Com base no argumento de que é público e notório que existem indícios de falta de segurança no Aeroporto de Congonhas, o Idec informou que, de acordo com o Código de Defesa do Consumidor, as empresas não podem cobrar multa de passageiros que desejarem mudar o local de pouso e decolagem de suas passagens.
— Vale dizer que a própria companhia aérea altera o local de pouso das aeronaves assumindo a necessidade de manutenção da segurança durante o vôo, mesmo sem a anuência do consumidor — informa.
Na quarta-feira passada, um dia depois do acidente com o avião da TAM, o Idec divulgou carta aberta ao presidente Lula em que já pedia uma perícia feita por instituição independente de órgãos governamentais sobre a segurança em Congonhas.

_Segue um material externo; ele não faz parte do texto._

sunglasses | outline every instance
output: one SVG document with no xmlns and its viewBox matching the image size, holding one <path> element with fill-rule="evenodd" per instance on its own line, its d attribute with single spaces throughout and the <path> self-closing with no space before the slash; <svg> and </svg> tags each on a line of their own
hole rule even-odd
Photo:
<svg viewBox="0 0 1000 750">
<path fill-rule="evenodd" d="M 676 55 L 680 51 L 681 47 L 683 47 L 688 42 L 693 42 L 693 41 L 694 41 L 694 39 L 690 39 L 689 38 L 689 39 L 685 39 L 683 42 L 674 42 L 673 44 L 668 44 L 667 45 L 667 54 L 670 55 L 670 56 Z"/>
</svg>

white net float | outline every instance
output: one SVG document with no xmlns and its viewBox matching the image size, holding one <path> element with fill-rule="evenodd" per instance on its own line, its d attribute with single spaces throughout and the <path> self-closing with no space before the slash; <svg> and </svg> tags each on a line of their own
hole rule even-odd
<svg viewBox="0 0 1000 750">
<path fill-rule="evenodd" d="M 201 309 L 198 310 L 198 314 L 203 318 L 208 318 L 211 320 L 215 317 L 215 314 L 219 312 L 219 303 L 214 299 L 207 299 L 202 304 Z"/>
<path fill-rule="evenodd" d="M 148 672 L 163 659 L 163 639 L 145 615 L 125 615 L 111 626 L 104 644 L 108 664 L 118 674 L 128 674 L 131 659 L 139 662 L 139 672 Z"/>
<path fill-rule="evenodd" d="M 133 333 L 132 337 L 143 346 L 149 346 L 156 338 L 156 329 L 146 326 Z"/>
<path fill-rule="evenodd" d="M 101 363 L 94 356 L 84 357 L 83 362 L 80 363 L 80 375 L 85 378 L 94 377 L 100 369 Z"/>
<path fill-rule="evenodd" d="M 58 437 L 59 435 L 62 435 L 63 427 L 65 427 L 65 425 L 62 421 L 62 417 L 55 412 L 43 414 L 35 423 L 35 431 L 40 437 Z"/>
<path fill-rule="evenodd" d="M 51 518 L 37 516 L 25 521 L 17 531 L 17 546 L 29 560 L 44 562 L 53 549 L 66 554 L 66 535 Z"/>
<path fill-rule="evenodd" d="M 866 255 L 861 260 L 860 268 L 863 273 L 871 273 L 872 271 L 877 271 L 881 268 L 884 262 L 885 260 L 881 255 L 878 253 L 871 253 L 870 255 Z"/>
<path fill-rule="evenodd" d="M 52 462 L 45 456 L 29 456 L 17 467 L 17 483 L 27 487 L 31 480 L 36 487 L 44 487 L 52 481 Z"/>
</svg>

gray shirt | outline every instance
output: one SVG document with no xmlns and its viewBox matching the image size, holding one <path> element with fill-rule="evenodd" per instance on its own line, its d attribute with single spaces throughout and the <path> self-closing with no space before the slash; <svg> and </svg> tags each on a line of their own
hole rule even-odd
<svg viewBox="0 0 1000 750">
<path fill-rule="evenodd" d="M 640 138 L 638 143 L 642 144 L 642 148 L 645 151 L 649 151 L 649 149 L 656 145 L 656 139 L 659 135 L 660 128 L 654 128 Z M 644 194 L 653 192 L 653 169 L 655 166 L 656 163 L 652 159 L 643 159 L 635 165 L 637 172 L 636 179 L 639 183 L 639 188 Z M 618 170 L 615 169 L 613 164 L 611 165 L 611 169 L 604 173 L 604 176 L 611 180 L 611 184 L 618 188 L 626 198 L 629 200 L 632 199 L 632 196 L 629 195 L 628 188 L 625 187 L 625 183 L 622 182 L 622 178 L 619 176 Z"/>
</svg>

— De forma dramática, vemos que os brasileiros não têm motivos para confiar na ação das autoridades para garantir a sua segurança aérea — diz o documento. — Não adianta agora ANAC, Infraero, Ministério da Defesa ou qualquer outro órgão do governo brasileiro atestar que Congonhas é seguro, pois lhes falta credibilidade frente ao cidadão brasileiro depois de dois acidentes e de meses de falta de informações —.
O abaixo-assinado será encaminhado ao presidente Luiz Inácio Lula da Silva, à ministra-chefe da Casa Civil, Dilma Rousseff, aos ministros do Planejamento, Paulo Bernardo; da Defesa, Waldir Pires; do Turismo, Marta Suplicy e aos presidentes da Agência Nacional de Avião Civl (Anac), Milton Suanazzi e da Infraero, José Carlos Pereira.